Lagarto is an all purpose fast and versatile event-based HTML parser. It can be used to modify or analyze some markup content, allowing to easily assemble custom complex transformations and code analysis tools.
Using Lagarto is very simple. Target HTML code is parsed and each HTML element is visited by user callback methods. For example, the following HTML snippet:
<html><body>Hello</body></html>
would produce the following set of events:
start(); tag(); // for opening 'html' tag tag(); // for opening 'body' tag text(); // for text 'Hello' tag(); // for closing 'body' tag ...
This makes Lagarto very, very fast; in fact it is one of the fastest parsers out there.
Lagarto is to HTML what ASM is to bytecode :)
Lagarto is just a HTML content parser, but many other cool things are built on top of it:
To parse a HTML content with Lagarto you must do just two steps: create a Lagarto parser instance providing content; and then invoke parsing using custom implementation of TagVisitor:
LagartoParser lagartoParser = new LagartoParser(htmlContent); TagVisitor tagVisitor = new FooTagVisitor(); lagartoParser.parse(tagVisitor);
While content is parsing, Lagarto will call various callback methods of TagVisitor. Here is the list of some most important callbacks, check the javadoc for more information.
Invoked before and after content is parsed.
Invoked on plain text.
Invoked on HTML comment. Argument contains just comment content, without comment boundaries.
Invoked on a HTML tag: open, close or empty tag. Argument is a Tag instance, that contains further information about the tag: tag name, attributes, depth level and so on.
Invoked on all script tags. Passed is a script Tag instance and the body.
Tag instance is reused during visiting HTML code for better performances! The same instance is passed to all callback methods.
See javadoc for other callback methods. Also, you can use EmptyTagVisitor to write your own visitors in more convenient ways.

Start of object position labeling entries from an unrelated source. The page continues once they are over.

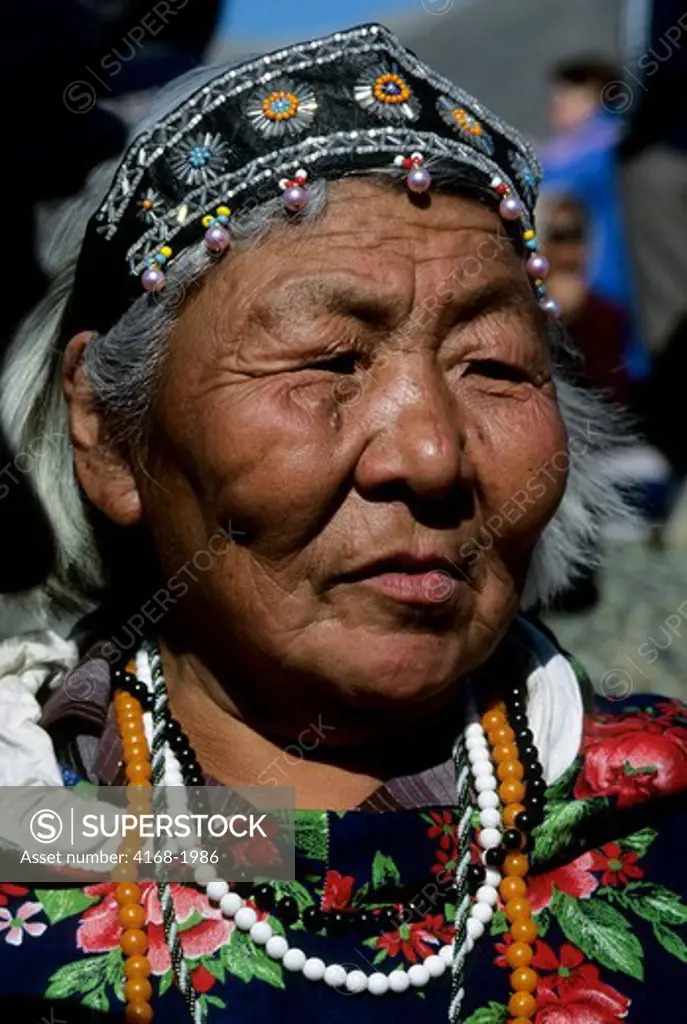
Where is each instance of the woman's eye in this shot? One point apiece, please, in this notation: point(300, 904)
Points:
point(498, 371)
point(343, 364)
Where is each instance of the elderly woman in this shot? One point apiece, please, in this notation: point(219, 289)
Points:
point(314, 461)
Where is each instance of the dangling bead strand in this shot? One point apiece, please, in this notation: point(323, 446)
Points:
point(137, 988)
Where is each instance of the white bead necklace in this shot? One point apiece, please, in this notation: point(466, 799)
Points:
point(355, 981)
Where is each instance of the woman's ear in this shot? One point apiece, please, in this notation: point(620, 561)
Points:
point(102, 471)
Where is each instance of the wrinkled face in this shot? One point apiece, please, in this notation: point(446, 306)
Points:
point(368, 399)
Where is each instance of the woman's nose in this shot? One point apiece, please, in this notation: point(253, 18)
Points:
point(417, 434)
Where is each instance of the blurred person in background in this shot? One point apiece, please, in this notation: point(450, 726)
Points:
point(582, 162)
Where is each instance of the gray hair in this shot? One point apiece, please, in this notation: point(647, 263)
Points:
point(123, 367)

Lagarto is very error-friendly. It will try to do its best to resolve an error and continue parsing. Every error is reported by invoking error() method of a visitor. By default, errors are written in the log as warnings.

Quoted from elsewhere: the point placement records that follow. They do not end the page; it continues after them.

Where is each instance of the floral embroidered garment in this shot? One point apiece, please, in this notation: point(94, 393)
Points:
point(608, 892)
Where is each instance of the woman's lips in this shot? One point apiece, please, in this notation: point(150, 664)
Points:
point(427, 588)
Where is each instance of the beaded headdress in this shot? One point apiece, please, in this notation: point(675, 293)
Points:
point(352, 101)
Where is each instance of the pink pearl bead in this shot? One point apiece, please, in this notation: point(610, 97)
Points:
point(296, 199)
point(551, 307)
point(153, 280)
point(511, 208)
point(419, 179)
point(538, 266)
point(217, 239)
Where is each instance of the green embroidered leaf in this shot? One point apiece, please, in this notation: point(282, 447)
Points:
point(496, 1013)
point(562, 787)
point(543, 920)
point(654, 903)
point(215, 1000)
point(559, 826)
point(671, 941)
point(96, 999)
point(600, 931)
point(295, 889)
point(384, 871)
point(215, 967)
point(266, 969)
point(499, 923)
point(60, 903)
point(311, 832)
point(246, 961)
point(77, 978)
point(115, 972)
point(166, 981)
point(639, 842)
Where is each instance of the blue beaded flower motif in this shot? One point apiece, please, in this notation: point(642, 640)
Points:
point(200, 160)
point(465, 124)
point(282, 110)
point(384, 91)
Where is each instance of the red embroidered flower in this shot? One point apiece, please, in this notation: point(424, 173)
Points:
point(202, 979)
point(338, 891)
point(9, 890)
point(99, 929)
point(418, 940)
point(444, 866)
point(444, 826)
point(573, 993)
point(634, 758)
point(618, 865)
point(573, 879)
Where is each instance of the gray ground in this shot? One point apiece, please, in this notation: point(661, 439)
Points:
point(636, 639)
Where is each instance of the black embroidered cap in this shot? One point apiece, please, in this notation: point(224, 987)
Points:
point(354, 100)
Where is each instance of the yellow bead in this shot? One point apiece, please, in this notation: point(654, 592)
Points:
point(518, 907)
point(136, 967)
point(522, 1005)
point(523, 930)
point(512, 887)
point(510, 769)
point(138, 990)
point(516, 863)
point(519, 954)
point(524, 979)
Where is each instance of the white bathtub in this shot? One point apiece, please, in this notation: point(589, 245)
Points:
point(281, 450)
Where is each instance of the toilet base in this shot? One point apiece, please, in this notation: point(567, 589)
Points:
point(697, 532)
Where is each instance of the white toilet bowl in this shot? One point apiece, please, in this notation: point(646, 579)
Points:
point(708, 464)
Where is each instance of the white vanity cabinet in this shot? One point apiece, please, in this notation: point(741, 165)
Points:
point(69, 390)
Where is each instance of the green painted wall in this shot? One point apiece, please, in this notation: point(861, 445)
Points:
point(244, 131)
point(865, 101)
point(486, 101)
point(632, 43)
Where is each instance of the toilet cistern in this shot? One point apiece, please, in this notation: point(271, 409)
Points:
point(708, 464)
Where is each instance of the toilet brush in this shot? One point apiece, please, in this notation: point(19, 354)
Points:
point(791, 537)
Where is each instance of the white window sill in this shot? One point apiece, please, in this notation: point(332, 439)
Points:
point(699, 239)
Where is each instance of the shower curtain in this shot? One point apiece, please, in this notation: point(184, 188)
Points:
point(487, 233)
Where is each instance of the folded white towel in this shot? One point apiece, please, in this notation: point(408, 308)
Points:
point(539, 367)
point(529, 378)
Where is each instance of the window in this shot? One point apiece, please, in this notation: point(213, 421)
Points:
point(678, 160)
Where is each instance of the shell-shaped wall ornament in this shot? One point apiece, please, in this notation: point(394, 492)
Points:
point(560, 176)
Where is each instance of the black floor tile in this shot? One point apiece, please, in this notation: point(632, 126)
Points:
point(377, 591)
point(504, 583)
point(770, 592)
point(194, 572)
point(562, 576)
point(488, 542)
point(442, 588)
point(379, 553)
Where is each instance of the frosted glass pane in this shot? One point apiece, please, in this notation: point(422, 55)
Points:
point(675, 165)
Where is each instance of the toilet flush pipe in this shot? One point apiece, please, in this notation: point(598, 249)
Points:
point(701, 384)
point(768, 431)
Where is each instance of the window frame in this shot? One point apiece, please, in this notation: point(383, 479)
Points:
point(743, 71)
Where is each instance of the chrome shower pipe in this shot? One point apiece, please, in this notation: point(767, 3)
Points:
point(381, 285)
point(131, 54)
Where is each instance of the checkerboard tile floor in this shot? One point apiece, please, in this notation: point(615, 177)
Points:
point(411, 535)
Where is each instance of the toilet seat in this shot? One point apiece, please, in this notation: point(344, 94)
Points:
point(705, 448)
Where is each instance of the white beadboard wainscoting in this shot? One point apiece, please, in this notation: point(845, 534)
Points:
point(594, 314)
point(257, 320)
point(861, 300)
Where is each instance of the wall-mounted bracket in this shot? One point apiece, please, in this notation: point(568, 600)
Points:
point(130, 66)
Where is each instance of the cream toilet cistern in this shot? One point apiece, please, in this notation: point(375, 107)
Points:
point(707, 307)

Lagarto may be used not only for parsing and analyzing HTML content, but also for modifying it. For that purpose you can use TagWriter and TagAdapter.
TagWriter is a simple TagVisitor that writes content to some Appendable. So, if you pass TagWriter instance to parse() method the resulting code will be the same as the input HTML code.

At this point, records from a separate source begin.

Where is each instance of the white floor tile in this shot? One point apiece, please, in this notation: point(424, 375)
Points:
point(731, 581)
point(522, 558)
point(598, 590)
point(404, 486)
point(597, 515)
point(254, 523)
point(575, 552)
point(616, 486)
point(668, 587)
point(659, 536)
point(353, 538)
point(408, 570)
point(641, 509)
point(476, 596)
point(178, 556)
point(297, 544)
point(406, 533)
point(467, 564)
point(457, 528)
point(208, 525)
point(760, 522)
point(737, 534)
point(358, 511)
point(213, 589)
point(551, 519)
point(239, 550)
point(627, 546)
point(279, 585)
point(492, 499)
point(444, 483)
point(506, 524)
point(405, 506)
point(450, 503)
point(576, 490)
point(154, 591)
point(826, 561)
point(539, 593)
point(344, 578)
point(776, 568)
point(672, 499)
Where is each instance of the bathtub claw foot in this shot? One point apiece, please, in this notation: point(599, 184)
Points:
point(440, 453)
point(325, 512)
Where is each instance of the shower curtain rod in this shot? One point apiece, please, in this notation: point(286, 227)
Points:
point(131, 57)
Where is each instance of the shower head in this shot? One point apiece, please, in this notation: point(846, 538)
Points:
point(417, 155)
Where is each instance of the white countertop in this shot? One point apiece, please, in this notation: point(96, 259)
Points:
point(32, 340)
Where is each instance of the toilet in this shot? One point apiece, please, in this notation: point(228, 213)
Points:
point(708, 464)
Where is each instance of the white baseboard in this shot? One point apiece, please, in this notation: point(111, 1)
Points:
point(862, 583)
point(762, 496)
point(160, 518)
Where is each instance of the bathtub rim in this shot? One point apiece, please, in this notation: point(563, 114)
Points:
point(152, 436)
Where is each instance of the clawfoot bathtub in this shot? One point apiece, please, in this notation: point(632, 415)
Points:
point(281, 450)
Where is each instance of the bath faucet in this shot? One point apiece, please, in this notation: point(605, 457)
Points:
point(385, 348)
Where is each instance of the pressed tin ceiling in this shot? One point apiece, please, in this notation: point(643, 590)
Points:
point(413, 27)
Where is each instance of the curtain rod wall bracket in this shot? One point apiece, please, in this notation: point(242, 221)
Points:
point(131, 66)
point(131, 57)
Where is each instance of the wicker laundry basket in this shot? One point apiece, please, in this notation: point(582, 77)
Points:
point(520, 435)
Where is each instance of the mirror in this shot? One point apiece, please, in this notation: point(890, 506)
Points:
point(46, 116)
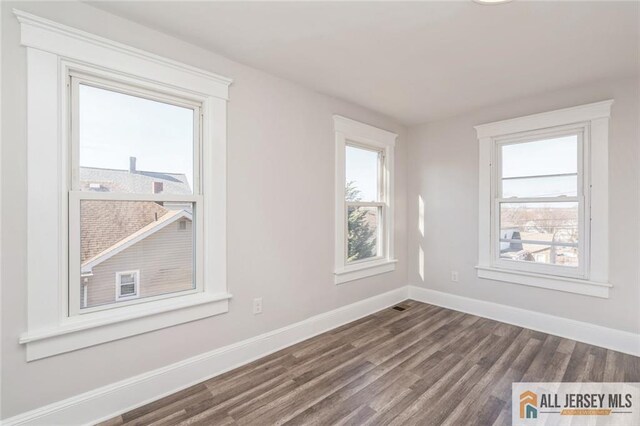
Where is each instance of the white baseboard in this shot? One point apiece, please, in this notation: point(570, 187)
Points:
point(108, 401)
point(609, 338)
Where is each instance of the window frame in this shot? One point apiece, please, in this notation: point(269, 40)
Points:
point(380, 205)
point(580, 130)
point(77, 196)
point(136, 284)
point(363, 136)
point(591, 123)
point(53, 52)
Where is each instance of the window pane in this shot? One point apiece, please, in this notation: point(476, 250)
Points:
point(363, 232)
point(127, 290)
point(526, 227)
point(539, 158)
point(552, 186)
point(144, 236)
point(362, 174)
point(541, 253)
point(134, 145)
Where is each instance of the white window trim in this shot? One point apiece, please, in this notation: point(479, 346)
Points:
point(52, 51)
point(348, 131)
point(593, 121)
point(136, 284)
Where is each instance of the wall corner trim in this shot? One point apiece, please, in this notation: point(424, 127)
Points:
point(111, 400)
point(617, 340)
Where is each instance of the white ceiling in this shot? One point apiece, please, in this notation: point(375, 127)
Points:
point(415, 61)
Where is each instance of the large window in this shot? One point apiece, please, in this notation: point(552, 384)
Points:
point(540, 204)
point(126, 195)
point(364, 207)
point(135, 182)
point(543, 200)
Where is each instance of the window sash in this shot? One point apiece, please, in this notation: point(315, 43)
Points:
point(135, 281)
point(76, 196)
point(581, 199)
point(381, 205)
point(380, 232)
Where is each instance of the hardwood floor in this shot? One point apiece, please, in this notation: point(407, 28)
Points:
point(422, 366)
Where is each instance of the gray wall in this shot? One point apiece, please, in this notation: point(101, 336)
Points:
point(443, 170)
point(280, 216)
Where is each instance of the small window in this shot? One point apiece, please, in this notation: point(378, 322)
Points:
point(543, 198)
point(364, 202)
point(364, 195)
point(127, 285)
point(158, 187)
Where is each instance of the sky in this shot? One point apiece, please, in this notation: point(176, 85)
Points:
point(114, 127)
point(362, 169)
point(539, 158)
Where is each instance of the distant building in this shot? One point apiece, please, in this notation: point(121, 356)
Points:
point(132, 249)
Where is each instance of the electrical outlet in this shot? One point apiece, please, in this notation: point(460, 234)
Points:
point(257, 305)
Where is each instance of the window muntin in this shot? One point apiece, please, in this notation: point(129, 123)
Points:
point(539, 203)
point(125, 142)
point(364, 203)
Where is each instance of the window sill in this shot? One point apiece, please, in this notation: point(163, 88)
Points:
point(91, 329)
point(363, 270)
point(569, 285)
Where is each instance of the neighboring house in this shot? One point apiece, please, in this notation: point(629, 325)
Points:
point(132, 249)
point(132, 181)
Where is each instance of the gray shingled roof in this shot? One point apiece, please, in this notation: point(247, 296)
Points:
point(104, 223)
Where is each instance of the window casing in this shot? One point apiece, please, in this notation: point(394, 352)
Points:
point(545, 223)
point(552, 206)
point(364, 200)
point(61, 317)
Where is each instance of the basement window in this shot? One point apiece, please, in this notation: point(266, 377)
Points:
point(543, 200)
point(364, 202)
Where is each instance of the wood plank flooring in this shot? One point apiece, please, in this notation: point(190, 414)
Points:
point(425, 365)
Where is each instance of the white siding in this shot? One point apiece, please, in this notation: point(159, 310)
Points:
point(164, 259)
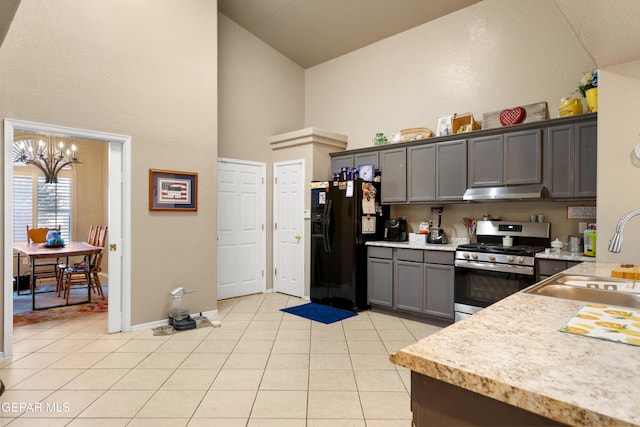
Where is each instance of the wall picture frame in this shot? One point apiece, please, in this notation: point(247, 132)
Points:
point(444, 125)
point(173, 190)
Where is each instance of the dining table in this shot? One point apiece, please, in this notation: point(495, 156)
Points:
point(36, 251)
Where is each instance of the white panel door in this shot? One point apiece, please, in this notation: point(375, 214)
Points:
point(241, 230)
point(288, 234)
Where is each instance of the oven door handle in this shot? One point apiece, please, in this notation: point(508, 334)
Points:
point(515, 269)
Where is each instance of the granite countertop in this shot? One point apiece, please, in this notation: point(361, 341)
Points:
point(451, 246)
point(514, 352)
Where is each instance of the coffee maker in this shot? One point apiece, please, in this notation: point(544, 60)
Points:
point(436, 233)
point(395, 229)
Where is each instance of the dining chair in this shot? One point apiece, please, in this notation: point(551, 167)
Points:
point(44, 268)
point(76, 275)
point(92, 238)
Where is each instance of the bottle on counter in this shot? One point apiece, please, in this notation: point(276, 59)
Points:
point(590, 240)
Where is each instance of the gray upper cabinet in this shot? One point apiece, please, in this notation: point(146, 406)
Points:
point(421, 174)
point(393, 167)
point(571, 160)
point(506, 159)
point(437, 172)
point(586, 159)
point(486, 161)
point(523, 157)
point(371, 158)
point(451, 181)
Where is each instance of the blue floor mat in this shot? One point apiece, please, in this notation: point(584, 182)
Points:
point(319, 313)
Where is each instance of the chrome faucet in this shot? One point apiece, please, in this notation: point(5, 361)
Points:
point(615, 244)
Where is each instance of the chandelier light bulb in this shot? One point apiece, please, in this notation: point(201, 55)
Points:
point(48, 158)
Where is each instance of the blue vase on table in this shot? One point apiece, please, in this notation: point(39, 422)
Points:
point(54, 238)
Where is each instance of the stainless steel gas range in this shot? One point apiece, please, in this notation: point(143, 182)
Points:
point(500, 263)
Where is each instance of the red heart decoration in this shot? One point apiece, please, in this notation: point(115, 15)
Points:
point(512, 117)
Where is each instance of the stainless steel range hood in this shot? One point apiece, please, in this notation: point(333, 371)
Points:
point(514, 192)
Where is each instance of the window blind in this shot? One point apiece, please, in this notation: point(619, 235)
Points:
point(41, 205)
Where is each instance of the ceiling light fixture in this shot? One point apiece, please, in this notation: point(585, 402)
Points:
point(46, 156)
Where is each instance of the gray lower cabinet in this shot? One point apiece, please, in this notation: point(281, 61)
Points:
point(439, 290)
point(380, 276)
point(571, 160)
point(409, 280)
point(393, 170)
point(418, 282)
point(506, 159)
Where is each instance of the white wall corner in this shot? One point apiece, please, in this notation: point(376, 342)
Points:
point(313, 136)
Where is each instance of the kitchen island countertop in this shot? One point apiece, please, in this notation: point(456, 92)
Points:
point(566, 256)
point(514, 352)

TagAdapter is a generic adapter for underlying TagVisitor. It may be used over some e.g. TagWriter to perform some HTML transformation.
This approach allows to perform HTML modifications during just one parsing! For example, if you have 3 different adapters that modifies HTML code in some way, they all can be applied with just one content parsing.
Lagarto is an event-base parser. While this gives great performances and low memory consuption, sometimes it is more convenient to build a DOM tree first and then to manage it. Of course, creating DOM requires more memory and more processing time.
Lagarto provides DOMBuilderTagVisitor for building DOM trees from HTML content. It can be easily used through LagartoDOMBuilder, like this:
LagartoDOMBuilder domBuilder = new LagartoDOMBuilder(); Document doc = domBuilder.parse(content);
LagartoDOMBuilder returns a Document - the root DOM tree root. From there you can use DOM tree as usual.
But that's not all:) While using DOM API is fine, it is easier to parse and manipulate HTML content using API that looks like JQuery - including using CSS selectors.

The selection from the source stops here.